Austin Family Series
- Thornhill, Connecticut - the village near which the Austins live in most of the books. The Austin home is akin to the Murry farmhouse and to Crosswicks in size, age and environs; for example, all three have a "star-watching rock" out back. The Austin house is outside Thornhill, at the end of a dirt road that intersects the "old Boston Post Road". The Austins have an old barn, in which Vicky's brother John works on building a mock-up of a space suit. Dr. Austin sees patients a few evenings a week in his office at one end of the house, which has its own entrance. A short drive from the Austin house is Hawk Mountain (apparently a fictionalized version of Mohawk Mountain near Cornwall, Connecticut), another place the family goes to talk and look at stars. The nearby town is Clovenford, where Dr. Austin works at the regional hospital. The state in which Thornhill is located is not initially given, but in The Moon by Night John Austin tells Zachary Gray that the family is from Connecticut. L'Engle and her family, the Franklins, lived in a similar Connecticut locale when Meet the Austins was written. In a 1995 introduction to the Austin family paperbacks, L'Engle states that "Indeed, the Austins do a great many things that my family did, including living in a small dairy farm village." L'Engle also mentions Clovenford in a fictional incident in A Circle of Quiet (p. 87).

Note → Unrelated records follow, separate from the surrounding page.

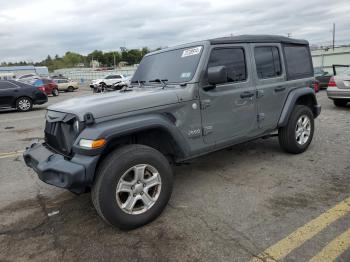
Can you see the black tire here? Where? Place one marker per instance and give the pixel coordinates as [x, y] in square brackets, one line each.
[55, 92]
[24, 104]
[340, 102]
[108, 175]
[287, 135]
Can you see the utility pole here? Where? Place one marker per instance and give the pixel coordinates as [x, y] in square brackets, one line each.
[333, 36]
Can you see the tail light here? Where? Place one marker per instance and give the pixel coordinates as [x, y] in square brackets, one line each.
[41, 88]
[331, 82]
[316, 86]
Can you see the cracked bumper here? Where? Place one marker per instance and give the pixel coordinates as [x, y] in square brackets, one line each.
[54, 169]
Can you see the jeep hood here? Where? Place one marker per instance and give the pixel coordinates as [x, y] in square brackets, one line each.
[107, 104]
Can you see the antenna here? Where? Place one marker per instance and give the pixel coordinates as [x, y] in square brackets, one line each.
[333, 36]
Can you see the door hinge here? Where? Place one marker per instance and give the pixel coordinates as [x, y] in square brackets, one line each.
[259, 93]
[260, 117]
[207, 130]
[205, 103]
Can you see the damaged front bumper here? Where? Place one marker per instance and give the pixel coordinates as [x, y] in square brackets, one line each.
[74, 174]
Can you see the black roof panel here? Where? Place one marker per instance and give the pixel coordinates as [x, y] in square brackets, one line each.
[257, 39]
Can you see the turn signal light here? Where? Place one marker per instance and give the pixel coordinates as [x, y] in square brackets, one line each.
[331, 82]
[92, 144]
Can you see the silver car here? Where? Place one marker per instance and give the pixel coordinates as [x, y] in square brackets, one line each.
[339, 88]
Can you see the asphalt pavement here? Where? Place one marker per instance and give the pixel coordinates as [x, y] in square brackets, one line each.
[252, 202]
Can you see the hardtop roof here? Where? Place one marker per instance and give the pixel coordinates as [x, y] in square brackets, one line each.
[257, 39]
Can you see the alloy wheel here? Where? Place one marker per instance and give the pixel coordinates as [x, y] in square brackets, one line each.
[138, 189]
[303, 130]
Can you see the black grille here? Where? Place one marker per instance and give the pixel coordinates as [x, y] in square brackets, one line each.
[60, 135]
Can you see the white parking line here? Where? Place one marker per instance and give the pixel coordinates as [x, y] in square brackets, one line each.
[21, 119]
[11, 154]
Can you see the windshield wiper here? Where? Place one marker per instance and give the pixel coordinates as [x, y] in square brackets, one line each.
[162, 81]
[139, 82]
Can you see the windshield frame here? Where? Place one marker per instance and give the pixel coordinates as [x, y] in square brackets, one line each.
[197, 65]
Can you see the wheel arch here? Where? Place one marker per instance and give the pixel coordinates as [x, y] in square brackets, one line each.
[301, 96]
[19, 97]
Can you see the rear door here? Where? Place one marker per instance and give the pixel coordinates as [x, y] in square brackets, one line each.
[271, 85]
[228, 110]
[343, 80]
[8, 92]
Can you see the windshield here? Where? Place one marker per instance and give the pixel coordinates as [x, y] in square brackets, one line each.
[175, 66]
[347, 71]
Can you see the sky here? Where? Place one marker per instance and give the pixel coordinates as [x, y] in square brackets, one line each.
[32, 29]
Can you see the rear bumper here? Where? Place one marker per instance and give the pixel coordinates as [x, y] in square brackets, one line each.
[39, 98]
[54, 169]
[339, 94]
[40, 101]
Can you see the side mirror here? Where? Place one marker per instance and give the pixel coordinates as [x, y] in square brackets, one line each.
[217, 75]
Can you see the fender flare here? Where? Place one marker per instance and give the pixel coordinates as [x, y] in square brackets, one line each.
[291, 100]
[112, 129]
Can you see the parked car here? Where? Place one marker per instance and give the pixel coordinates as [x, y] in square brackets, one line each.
[66, 85]
[27, 77]
[45, 84]
[322, 77]
[186, 101]
[339, 88]
[110, 80]
[14, 94]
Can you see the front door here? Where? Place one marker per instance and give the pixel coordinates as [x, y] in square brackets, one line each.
[228, 110]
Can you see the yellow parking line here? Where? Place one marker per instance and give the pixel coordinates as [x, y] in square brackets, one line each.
[11, 154]
[304, 233]
[334, 249]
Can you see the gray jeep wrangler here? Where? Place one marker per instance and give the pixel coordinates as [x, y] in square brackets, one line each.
[184, 102]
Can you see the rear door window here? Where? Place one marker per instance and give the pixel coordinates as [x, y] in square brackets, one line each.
[268, 62]
[298, 61]
[234, 61]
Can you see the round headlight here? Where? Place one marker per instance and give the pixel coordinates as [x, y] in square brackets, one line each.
[76, 126]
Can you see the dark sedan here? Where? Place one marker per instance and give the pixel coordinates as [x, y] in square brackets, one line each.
[322, 77]
[21, 96]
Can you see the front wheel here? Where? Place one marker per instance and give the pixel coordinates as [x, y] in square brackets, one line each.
[297, 135]
[132, 187]
[24, 104]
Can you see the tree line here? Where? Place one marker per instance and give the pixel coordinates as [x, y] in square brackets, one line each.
[71, 59]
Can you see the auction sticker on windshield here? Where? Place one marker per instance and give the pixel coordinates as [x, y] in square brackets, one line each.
[191, 51]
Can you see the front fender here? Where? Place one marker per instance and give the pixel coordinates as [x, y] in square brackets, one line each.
[124, 126]
[291, 100]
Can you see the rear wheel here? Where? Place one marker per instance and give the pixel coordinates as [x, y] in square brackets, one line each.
[24, 104]
[297, 135]
[132, 187]
[55, 92]
[340, 102]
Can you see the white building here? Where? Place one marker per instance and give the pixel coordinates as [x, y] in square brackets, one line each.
[326, 57]
[17, 71]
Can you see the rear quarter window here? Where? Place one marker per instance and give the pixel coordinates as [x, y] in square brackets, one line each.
[298, 61]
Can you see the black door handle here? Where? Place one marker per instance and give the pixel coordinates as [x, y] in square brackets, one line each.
[280, 88]
[246, 94]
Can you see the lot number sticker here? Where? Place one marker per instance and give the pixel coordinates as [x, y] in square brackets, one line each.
[191, 51]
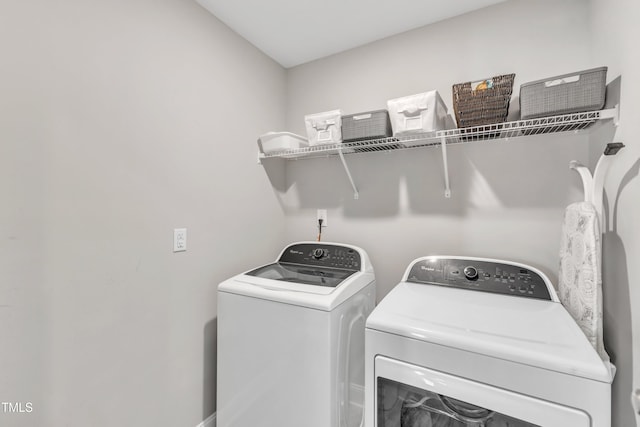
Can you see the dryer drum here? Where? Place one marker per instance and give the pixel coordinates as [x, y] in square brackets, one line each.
[466, 411]
[432, 411]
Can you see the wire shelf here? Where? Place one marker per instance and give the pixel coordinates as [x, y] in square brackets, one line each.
[544, 125]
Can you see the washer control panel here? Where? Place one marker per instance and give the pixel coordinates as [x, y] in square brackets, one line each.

- Seven Bay Island - a fictional island about two day's drive from Thornhill, home of Reverend Eaton, Vicky's maternal grandfather, and of Leo Rodney. The exact state is not given, but L'Engle describes is as be "an island off the New England coast". Appears in Meet the Austins and The Moon by Night, and is the setting of A Ring of Endless Light. Seven Bay is reached by ferry, and is said to be the third and last stop on the ferry's outbound route.
- Vespugia - the fictional country in South America, first mentioned in A Swiftly Tilting Planet, is visited by Vicky Austin in Troubling a Star, en route to Antarctica. It is shown as having at least one step pyramid. More important to the book and the L'Engle corpus, Vespugia by the time Vicky arrives is no longer governed by El Zarco (Madoc Branzillo), the benign leader who replaced evil "Mad Dog" through the efforts of Charles Wallace. Instead, General Guedder (a descendant of the malevolent Gedder from A Swiftly Tilting Planet) has established a totalitarian regime, funded in part by international trade in illegal drugs. Guedder's Vespugia hopes to gain power in the world community by controlling and exploiting as much of Antarctica as possible. The name references the explorer Amerigo Vespucci, after whom the American continents were named. It is evidently a small country, "very hot in the summer and very cold in the winter" located between Chile and Argentina, who have been "nibbling" at Vespugia's borders for centuries. The Spanish Inquisition was once powerful there, torturing and killing the native Indians and destroying native religious sites and artifacts.
- Eddington Point, Antarctica - the fictional location of LeNoir Station, a small scientific research station staffed primarily by Americans in Troubling a Star. Eddington Point was named after Adam Eddington's uncle and namesake, a marine biologist who was murdered in Antarctica. The younger Adam is stationed there in Troubling a Star, but is mysteriously absent when Vicky arrives.